Can ballet ever claim to be an apolitical art form, especially in such extreme conditions as the Nazi occupation of France during the Second World War? What should be our response to a dancer, choreographer and ballet director who appears to have collaborated with the Third Reich and its ethos? Can he ever be ‘rehabilitated’ and should his works created under these conditions be performed? These were some of the questions arising for Professor Mark Franko in his intriguing DANSOX talk The Fascist Legs of Serge Lifar: French Ballet under the Occupation at St Hilda’s College on Thursday 4th June.

Serge Lifar (1905-1986) was involved with the Paris Opera Ballet for thirty years between 1928 and 1958 rapidly becoming its director. He took responsibility for keeping the company going in June 1940 when the Nazis entered Paris, subsequently liaising with Goebbels and the Nazi cultural authorities and even taking two trips to Berlin. Two productions in particular from this period, the narrative work Joan de Zarissa (1942) and Suite en Blanc (1943) could be seen as embodying a potentially Nazi aesthetic and ideas. Lifar was found guilty of being a private and artistic collaborator in 1946 and suspended for a year but subsequently reinstated as choreographer and teacher but not dancer, remaining at the Paris Opera Ballet until his retirement in 1958. The dance world remains divided on his legacy as an artist, choreographer, theorist and influential director and how he should be regarded, his work intimately entwined with the history of the Paris Opera Ballet. For example his Suite en Blanc is still performed today as a celebration of French academicism, but rarely with reference to its origins. In contrast, Joan de Zarissa to a score by German composer Werner Egk in which Lifar took the title role, and which could be seen as an attempted cross fertilization of a perceived German “masculine dance of the future” with a French “feminine dance of the past”, has never since been revived.

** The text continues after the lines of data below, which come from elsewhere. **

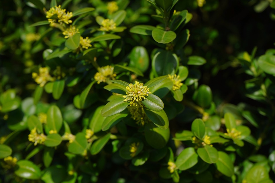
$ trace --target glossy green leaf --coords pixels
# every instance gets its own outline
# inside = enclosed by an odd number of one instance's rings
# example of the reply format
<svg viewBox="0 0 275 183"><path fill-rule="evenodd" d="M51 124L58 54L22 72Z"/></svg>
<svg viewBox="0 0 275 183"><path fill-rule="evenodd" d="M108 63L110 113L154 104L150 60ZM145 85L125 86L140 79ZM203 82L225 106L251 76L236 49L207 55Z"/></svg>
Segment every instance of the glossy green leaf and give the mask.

Drawing on an impressive range of archival sources, and including fascinating film footage of rehearsals for a revival of Lifar’s ballet Icare, and of an older Lifar performing a modified excerpt from Nijinsky’s L’Apres-midi d’un Faune, Professor Franko gave a detailed account of what is known of Lifar’s actions and articulated a persuasive case that neither ballet nor Lifar can or should be considered apolitical. Lifar’s “fascist legs” could be seen as both his “unscarred” dance body, arguably epitomising an Aryan aesthetic, and his political leanings and instinct for self promotion, which led him (whether out of conviction or opportunism) to accept and collaborate with the Nazi regime. In doing so he seemingly ignored the plight of Jewish and other dancers and stage hands, who were removed from their posts and in one case sent to a concentration camp. At the same time, Professor Franko argued, Lifar’s dance legacy as a proponent of neo-classicism is worthy of scholarly investigation and performance, provided always that the political context is not denied or ‘airbrushed’ out of the picture.